La giovane si girò indietro stupita. Su una delle torri composte da più antenne che si dipartivano dall'angolo del palazzo sedeva una ragazza dai capelli verde scuro che rideva compiaciuta alla scena di fronte a sé.

«Finalmente ci rincontriamo... cuore di pietra. Avevo iniziato a preoccuparmi quando non ti ho vista comparire. Devono aver davvero perso le speranze per averti lasciata venire quassù.» la salutò e scese con un salto dalla trave dove si era posizionata.

Akemi sgranò gli occhi quando Eto giunse a fronteggiarla. Il mezzo ghoul le girò intorno interessata e si fermò divertita una volta completata la sua ispezione.

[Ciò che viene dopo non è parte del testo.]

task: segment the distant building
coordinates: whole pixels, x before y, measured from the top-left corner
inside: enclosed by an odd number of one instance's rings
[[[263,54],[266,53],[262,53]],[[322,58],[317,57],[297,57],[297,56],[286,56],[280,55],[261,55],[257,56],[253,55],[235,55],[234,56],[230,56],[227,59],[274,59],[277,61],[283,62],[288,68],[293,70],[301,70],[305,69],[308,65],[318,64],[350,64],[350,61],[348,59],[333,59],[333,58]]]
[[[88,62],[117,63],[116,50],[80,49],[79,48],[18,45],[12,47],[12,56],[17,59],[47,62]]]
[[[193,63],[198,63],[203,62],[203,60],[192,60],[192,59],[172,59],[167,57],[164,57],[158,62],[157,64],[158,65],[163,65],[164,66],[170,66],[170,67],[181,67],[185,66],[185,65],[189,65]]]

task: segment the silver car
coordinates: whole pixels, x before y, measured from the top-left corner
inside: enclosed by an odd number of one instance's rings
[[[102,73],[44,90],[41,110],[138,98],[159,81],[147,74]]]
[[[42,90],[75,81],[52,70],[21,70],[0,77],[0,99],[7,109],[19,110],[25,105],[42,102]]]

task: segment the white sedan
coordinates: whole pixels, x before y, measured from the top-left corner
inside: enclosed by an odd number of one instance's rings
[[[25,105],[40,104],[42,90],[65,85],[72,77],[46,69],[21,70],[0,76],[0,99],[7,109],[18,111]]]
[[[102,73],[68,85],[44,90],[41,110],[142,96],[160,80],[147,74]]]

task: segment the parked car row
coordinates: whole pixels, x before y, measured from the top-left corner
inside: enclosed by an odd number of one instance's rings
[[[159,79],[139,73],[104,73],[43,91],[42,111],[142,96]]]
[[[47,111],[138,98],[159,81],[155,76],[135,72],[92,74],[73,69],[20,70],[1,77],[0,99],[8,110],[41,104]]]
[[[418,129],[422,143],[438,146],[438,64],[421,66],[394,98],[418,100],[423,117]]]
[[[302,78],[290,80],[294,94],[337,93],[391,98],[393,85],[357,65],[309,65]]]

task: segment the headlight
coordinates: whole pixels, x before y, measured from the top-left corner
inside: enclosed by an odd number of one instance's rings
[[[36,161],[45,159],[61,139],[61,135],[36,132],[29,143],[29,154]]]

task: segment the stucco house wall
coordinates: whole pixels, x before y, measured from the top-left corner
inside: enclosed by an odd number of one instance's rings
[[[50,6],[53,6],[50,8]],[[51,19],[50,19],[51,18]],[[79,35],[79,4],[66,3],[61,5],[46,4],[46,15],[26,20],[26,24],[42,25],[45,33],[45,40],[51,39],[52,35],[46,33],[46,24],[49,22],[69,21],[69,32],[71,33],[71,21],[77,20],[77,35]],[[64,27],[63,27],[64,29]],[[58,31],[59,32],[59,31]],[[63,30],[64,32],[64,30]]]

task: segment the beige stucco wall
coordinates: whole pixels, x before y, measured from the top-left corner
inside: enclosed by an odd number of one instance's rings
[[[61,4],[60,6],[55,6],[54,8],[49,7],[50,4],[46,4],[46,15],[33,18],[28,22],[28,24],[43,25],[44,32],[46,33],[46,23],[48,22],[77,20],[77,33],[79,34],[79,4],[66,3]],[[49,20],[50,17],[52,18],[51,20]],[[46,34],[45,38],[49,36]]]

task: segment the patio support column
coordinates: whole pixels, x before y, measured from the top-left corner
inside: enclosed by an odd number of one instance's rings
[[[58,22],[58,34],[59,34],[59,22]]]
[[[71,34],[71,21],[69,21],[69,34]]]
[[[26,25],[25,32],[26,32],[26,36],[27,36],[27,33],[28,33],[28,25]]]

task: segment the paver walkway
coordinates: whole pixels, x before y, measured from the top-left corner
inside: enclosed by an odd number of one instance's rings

«Vedo che ti sei già data da fare. Non sarebbe forse ingiusto chiederti di combattere contro di me quando non hai ancora rigenerato quella povera mano?»

Un sorriso le si dipinse sul volto e Akemi seguì il suo sguardo fino al braccio. Alzò le spalle con gli occhi luccicanti di determinazione.

«Non ha alcuna importanza. Io uccido sempre allo stesso modo.» replicò.

Eto rise sottovoce a quella provocazione e poi scatenò la kagune, assumendo l'aspetto del Gufo dal singolo occhio.

«E tu cosa farai, Maya, o meglio Akemi? È così che ti chiamano ora, non è vero? Divertente.» le domandò.

«Io non sono più Maya.» rispose l'altra scuotendo la testa. «E non ho bisogno di essere lei per vincere contro di te.»